Motivation

In this article, I will explore information-theoretic quantities (mutual information) to perform feature selection for models on continuous variables, like a sequence of price returns, for instance. Mutual information offers many advantages, including:

Model-independent feature selection: Many feature selection techniques are inherent to a particular class of models. For instance, boruta, gini, or mean impurity decrease use tree-based models to rank the importance among a set of features. While there is an obvious value in selecting features whose predictive power is better leveraged by a particular class of models, this approach may lead to the drop of informative features if the end model is not of the same class as that used for feature selection. In this context, mutual information offers a complete model-agnostic approach to feature selection.
Full distribution feature selection: If we are trying to model a continuous variable, most feature selection techniques end up selecting features that do better in predicting the mean of the target variable. If we are trying to forecast the return of a given price series, for instance, it is as important to predict its mean as it is to predict is uncertainty (volatility), which will allow a better sized allocation to that particular strategy or forecast. This means that we often may benefit from selecting features that carry information about different aspects of the distribution of our target, and not only its mean. Mutual information does exactly that. Even if we are working with classification models, which output buy and sell signals according to some rules, it is extremely important to have a way to model the confidence of these signals. For instance, (De Prado, 2018) describes using meta-labeling and the training of a surrogate model to predict the confidence on the buy and sell signals derived from the principal model. The best features for this surrogate model may be different than those of the first model.

Two different kinds of relationships

Let's conduct a controlled experiment using two different scenarios:

Variable $X$ (cause) partially determines the mean of variable $Y$ (effect)
Variable $X$ (cause) partially determines the scale (standard deviation) of variable $Y$ (effect)

For the sake of simplicity, let's restrict ourselves to normal distributions here.

Let's define a function that generates these samples:

Note: The entire code shown in this article has been written for the purpose of clarity rather than efficiency

import numpy as np

def normalize(sample):
	return (sample-np.mean(sample))/np.std(sample)

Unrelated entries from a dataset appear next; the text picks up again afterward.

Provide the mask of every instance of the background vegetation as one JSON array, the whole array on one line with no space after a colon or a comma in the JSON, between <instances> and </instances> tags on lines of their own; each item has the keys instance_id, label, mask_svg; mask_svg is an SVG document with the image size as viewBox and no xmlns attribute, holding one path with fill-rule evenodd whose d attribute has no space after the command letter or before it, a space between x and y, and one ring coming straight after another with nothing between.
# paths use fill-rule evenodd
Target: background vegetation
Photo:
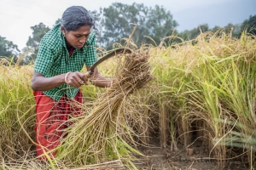
<instances>
[{"instance_id":1,"label":"background vegetation","mask_svg":"<svg viewBox=\"0 0 256 170\"><path fill-rule=\"evenodd\" d=\"M162 6L147 7L143 3L132 3L131 5L114 3L111 6L99 10L90 11L96 21L97 47L105 49L112 49L113 44L119 42L124 44L124 37L128 37L132 31L133 26L137 24L137 31L133 36L134 43L138 47L143 44L153 44L157 46L163 38L170 36L177 36L183 40L195 39L201 32L216 32L222 29L225 33L231 32L233 37L240 37L242 31L248 33L256 33L253 26L256 25L256 15L248 16L248 19L242 23L227 26L221 28L218 26L209 28L206 23L192 30L186 30L182 32L175 29L178 26L178 21L173 19L170 11ZM56 19L55 24L60 22ZM38 50L38 44L44 35L50 29L44 23L31 26L32 34L26 42L26 47L18 49L15 44L0 37L0 57L14 57L15 60L20 54L23 56L21 65L33 63ZM0 35L1 36L1 35ZM172 38L169 42L181 42L179 38Z\"/></svg>"}]
</instances>

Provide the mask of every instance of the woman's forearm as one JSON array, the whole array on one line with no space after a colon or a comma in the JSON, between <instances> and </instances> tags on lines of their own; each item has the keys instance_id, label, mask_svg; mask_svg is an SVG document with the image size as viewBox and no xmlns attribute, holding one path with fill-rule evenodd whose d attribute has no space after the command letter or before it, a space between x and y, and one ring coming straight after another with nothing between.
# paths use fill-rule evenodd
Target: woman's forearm
<instances>
[{"instance_id":1,"label":"woman's forearm","mask_svg":"<svg viewBox=\"0 0 256 170\"><path fill-rule=\"evenodd\" d=\"M31 87L33 91L47 91L65 83L65 75L61 74L52 77L37 76L32 78Z\"/></svg>"}]
</instances>

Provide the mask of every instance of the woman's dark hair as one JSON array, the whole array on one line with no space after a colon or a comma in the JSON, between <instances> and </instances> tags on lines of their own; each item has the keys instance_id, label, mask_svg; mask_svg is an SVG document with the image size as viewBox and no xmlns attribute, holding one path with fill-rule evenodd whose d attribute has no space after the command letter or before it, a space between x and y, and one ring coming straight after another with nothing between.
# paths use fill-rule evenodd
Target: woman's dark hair
<instances>
[{"instance_id":1,"label":"woman's dark hair","mask_svg":"<svg viewBox=\"0 0 256 170\"><path fill-rule=\"evenodd\" d=\"M94 21L89 12L81 6L67 8L62 14L61 24L67 31L76 31L84 26L90 26L95 28Z\"/></svg>"}]
</instances>

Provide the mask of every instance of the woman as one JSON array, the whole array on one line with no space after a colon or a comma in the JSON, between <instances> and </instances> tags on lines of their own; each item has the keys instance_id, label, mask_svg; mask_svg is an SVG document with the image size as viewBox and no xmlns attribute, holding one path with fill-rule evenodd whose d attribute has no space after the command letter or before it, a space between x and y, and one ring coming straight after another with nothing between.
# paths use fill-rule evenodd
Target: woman
<instances>
[{"instance_id":1,"label":"woman","mask_svg":"<svg viewBox=\"0 0 256 170\"><path fill-rule=\"evenodd\" d=\"M53 158L60 144L62 130L67 127L70 115L80 110L72 102L82 103L79 87L87 84L87 77L80 71L85 64L90 71L97 60L91 31L92 18L81 6L65 10L61 24L42 38L35 61L32 88L36 99L36 139L39 159L45 153ZM97 87L109 87L111 79L100 75L97 69L90 78Z\"/></svg>"}]
</instances>

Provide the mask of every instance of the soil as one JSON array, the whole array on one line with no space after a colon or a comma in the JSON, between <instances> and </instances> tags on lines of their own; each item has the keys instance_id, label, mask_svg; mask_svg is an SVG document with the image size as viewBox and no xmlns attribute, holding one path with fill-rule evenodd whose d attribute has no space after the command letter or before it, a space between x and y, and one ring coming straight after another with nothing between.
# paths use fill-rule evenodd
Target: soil
<instances>
[{"instance_id":1,"label":"soil","mask_svg":"<svg viewBox=\"0 0 256 170\"><path fill-rule=\"evenodd\" d=\"M157 140L153 147L139 149L146 158L141 158L135 165L142 170L245 170L249 169L242 161L229 161L224 168L218 167L218 162L209 159L209 150L200 144L185 150L178 146L177 151L170 148L160 149Z\"/></svg>"}]
</instances>

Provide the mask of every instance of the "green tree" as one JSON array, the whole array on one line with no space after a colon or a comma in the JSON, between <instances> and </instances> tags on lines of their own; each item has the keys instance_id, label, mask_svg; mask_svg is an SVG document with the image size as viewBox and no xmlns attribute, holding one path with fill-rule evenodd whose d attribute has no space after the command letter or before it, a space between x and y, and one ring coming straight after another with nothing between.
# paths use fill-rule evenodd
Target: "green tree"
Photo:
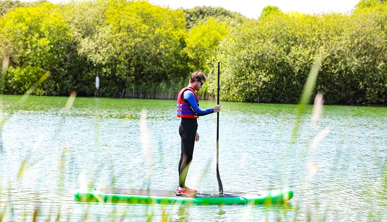
<instances>
[{"instance_id":1,"label":"green tree","mask_svg":"<svg viewBox=\"0 0 387 222\"><path fill-rule=\"evenodd\" d=\"M387 0L360 0L357 5L356 5L356 8L357 9L362 9L385 3L387 3Z\"/></svg>"},{"instance_id":2,"label":"green tree","mask_svg":"<svg viewBox=\"0 0 387 222\"><path fill-rule=\"evenodd\" d=\"M199 23L188 33L185 40L188 56L193 70L206 70L206 64L215 53L219 44L230 32L231 27L225 22L210 18L204 24Z\"/></svg>"},{"instance_id":3,"label":"green tree","mask_svg":"<svg viewBox=\"0 0 387 222\"><path fill-rule=\"evenodd\" d=\"M281 12L282 11L276 6L267 6L262 10L260 17L263 17L270 15L275 15Z\"/></svg>"},{"instance_id":4,"label":"green tree","mask_svg":"<svg viewBox=\"0 0 387 222\"><path fill-rule=\"evenodd\" d=\"M48 3L17 8L0 18L0 55L9 57L11 65L6 92L24 93L47 71L51 77L36 93L60 92L71 36L58 8Z\"/></svg>"},{"instance_id":5,"label":"green tree","mask_svg":"<svg viewBox=\"0 0 387 222\"><path fill-rule=\"evenodd\" d=\"M246 17L239 13L231 12L222 7L197 6L184 9L183 11L188 30L199 23L206 23L210 18L215 18L220 22L228 21L232 25L242 23L247 19Z\"/></svg>"}]
</instances>

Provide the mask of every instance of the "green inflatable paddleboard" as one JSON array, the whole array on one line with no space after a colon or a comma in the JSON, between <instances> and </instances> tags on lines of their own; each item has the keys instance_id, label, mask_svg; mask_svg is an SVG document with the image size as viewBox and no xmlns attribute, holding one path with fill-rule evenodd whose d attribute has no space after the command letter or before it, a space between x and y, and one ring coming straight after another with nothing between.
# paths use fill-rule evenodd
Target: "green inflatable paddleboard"
<instances>
[{"instance_id":1,"label":"green inflatable paddleboard","mask_svg":"<svg viewBox=\"0 0 387 222\"><path fill-rule=\"evenodd\" d=\"M195 197L176 196L173 190L102 188L78 189L75 200L111 203L200 205L257 204L280 203L293 196L290 190L224 192L223 194L198 191Z\"/></svg>"}]
</instances>

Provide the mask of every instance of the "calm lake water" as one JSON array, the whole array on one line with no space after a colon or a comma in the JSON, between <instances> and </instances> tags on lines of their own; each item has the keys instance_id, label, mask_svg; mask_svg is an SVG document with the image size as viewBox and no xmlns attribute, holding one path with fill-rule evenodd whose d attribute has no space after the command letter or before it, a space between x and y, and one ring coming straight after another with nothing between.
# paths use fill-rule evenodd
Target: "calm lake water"
<instances>
[{"instance_id":1,"label":"calm lake water","mask_svg":"<svg viewBox=\"0 0 387 222\"><path fill-rule=\"evenodd\" d=\"M139 205L81 203L73 192L173 189L175 101L77 97L71 106L68 99L3 96L0 212L7 220L31 220L35 209L41 221L387 220L385 107L324 106L313 121L311 105L300 116L295 105L222 102L224 190L290 188L294 197L272 205ZM214 192L216 122L216 114L199 119L186 182Z\"/></svg>"}]
</instances>

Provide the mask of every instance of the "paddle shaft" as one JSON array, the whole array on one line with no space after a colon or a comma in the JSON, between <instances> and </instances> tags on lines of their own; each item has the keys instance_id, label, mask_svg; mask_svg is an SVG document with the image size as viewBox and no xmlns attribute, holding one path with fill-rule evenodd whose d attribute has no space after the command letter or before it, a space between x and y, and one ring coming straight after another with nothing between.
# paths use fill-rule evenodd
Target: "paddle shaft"
<instances>
[{"instance_id":1,"label":"paddle shaft","mask_svg":"<svg viewBox=\"0 0 387 222\"><path fill-rule=\"evenodd\" d=\"M220 61L218 62L218 104L219 104L219 78L220 76ZM218 119L216 124L216 177L219 187L219 193L223 194L223 185L219 175L219 112L217 113Z\"/></svg>"}]
</instances>

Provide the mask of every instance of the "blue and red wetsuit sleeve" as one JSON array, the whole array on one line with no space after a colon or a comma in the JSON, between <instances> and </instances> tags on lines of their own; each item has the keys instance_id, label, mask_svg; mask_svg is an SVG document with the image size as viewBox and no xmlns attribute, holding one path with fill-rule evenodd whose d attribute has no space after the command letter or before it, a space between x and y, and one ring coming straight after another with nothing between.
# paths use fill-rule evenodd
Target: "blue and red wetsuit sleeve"
<instances>
[{"instance_id":1,"label":"blue and red wetsuit sleeve","mask_svg":"<svg viewBox=\"0 0 387 222\"><path fill-rule=\"evenodd\" d=\"M192 108L192 110L198 116L206 116L214 113L213 108L209 108L208 109L202 109L199 108L199 104L198 102L197 102L196 98L195 98L195 95L189 90L186 90L183 93L183 98L184 101L189 104L191 108Z\"/></svg>"}]
</instances>

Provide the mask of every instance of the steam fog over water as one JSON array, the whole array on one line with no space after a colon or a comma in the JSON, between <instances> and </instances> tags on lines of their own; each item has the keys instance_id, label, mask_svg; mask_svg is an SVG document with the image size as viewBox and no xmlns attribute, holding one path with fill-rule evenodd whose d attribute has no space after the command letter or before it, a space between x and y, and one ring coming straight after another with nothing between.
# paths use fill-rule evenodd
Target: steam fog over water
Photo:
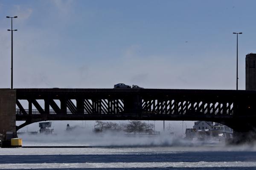
<instances>
[{"instance_id":1,"label":"steam fog over water","mask_svg":"<svg viewBox=\"0 0 256 170\"><path fill-rule=\"evenodd\" d=\"M95 133L78 128L56 135L20 135L24 146L0 148L0 169L254 170L256 145L159 135ZM71 146L89 146L71 148Z\"/></svg>"}]
</instances>

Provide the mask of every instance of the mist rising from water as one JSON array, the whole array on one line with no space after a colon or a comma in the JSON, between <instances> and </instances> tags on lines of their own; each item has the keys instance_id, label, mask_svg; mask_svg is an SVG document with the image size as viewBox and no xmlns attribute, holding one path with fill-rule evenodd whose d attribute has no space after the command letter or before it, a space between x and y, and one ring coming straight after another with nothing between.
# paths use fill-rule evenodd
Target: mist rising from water
<instances>
[{"instance_id":1,"label":"mist rising from water","mask_svg":"<svg viewBox=\"0 0 256 170\"><path fill-rule=\"evenodd\" d=\"M52 135L20 134L24 144L69 144L90 146L150 147L195 146L216 144L219 141L199 141L185 139L168 133L156 136L128 134L123 131L95 133L91 130L77 128L70 131L59 132Z\"/></svg>"}]
</instances>

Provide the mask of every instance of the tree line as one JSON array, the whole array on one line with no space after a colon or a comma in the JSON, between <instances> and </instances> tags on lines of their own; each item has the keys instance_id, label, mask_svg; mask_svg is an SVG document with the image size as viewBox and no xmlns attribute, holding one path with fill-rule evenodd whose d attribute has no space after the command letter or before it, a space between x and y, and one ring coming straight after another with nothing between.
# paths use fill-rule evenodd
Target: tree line
<instances>
[{"instance_id":1,"label":"tree line","mask_svg":"<svg viewBox=\"0 0 256 170\"><path fill-rule=\"evenodd\" d=\"M137 120L131 121L127 124L122 124L111 122L97 120L94 125L94 131L95 132L123 131L128 133L150 134L154 132L154 125L153 123L146 123Z\"/></svg>"}]
</instances>

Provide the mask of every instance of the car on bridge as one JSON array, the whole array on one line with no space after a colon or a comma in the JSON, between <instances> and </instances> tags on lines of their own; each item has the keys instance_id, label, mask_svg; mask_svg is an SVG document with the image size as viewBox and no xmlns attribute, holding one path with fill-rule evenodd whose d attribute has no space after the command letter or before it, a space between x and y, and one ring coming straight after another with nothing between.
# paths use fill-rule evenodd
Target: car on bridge
<instances>
[{"instance_id":1,"label":"car on bridge","mask_svg":"<svg viewBox=\"0 0 256 170\"><path fill-rule=\"evenodd\" d=\"M123 83L118 83L114 85L114 88L131 88L129 85L126 85Z\"/></svg>"},{"instance_id":2,"label":"car on bridge","mask_svg":"<svg viewBox=\"0 0 256 170\"><path fill-rule=\"evenodd\" d=\"M132 88L142 88L141 87L137 85L133 85Z\"/></svg>"}]
</instances>

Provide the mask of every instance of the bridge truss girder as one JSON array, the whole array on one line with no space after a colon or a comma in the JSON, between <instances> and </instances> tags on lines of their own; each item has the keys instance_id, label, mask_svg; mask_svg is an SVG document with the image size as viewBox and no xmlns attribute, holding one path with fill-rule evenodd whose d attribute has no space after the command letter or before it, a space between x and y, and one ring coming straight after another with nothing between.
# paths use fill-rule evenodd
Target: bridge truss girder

def generate_samples(N, dependence_coef, which_param):
	### Cause
	samples_cause = np.random.normal(loc=0.0, scale=1.0, size=N)

	### Effect
	inherent_noise = np.random.normal(loc=0.5, scale=1.0, size=N)
	param = normalize((1-dependence_coef)*inherent_noise + dependence_coef*samples_cause)

	samples_effect = list()
	for i in range(0, N):
		if which_param == 1: # relationship on the mean
			mean = param[i]
			scale = 1.0
		if which_param == 2: # relationship on the scale
			mean = np.random.normal(loc=np.random.normal(loc=0, scale=1.0))
			scale = np.exp(param[i])
	
		[samples_effect.append(np.random.normal(loc=mean, scale=scale))]

	return [normalize(samples_cause), normalize(samples_effect)]

Note that we are allowing a varying level of "causation" between $X$ and $Y$, determined by dependence_coef which varies between 0 (no relation) and 1 (strong relation). Also, strong relation does not imply a perfect correlation between the variables. We are constantly drawing points from univariate normal distributions, where the parameters of the distribution of $Y$ - either mean or scale - depend on the value of $X$, at each observation. This ensures a more complex and non-trivial stochastic relation between the two random variables.

Let's generate these samples, assuming a dependence coefficient of 0.5:

N = 10000
dependence_coef = 0.5

# Relationship on the mean
(cause_mean, effect_mean) = generate_samples(N=N, dependence_coef=dependence_coef, which_param=1)

# Relationship on the scale
(cause_scale, effect_scale) = generate_samples(N=N, dependence_coef=dependence_coef, which_param=2)

And now let's plot the samples:

import matplotlib.pyplot as plt

fig, axes = plt.subplots(1, 2, figsize=(10, 4), constrained_layout=True)
axes[0].plot(cause_mean, effect_mean, '.', color=(0.8,0.5,0.5,0.2))
axes[0].set_xlabel("Cause - X")
axes[0].set_ylabel("Effect - Y")
axes[0].set_title("Relation on the mean")
axes[1].plot(cause_scale, effect_scale, '.', color=(0.8,0.5,0.5,0.2))
axes[1].set_xlabel("Cause - X")
axes[1].set_ylabel("Effect - Y")
axes[1].set_title("Relation on the scale")
_=plt.suptitle("Dependence coefficient = "+str(dependence_coef))

As visible from above, on the left-hand side, $X$ is a good feature to use in predicting the mean of $Y$, but completely unrelated to its variance, which is completely stochastic by construction. On the other hand, on the right-hand side, $X$ is completely unrelated to the mean of $Y$, but it's moderately related to its scale.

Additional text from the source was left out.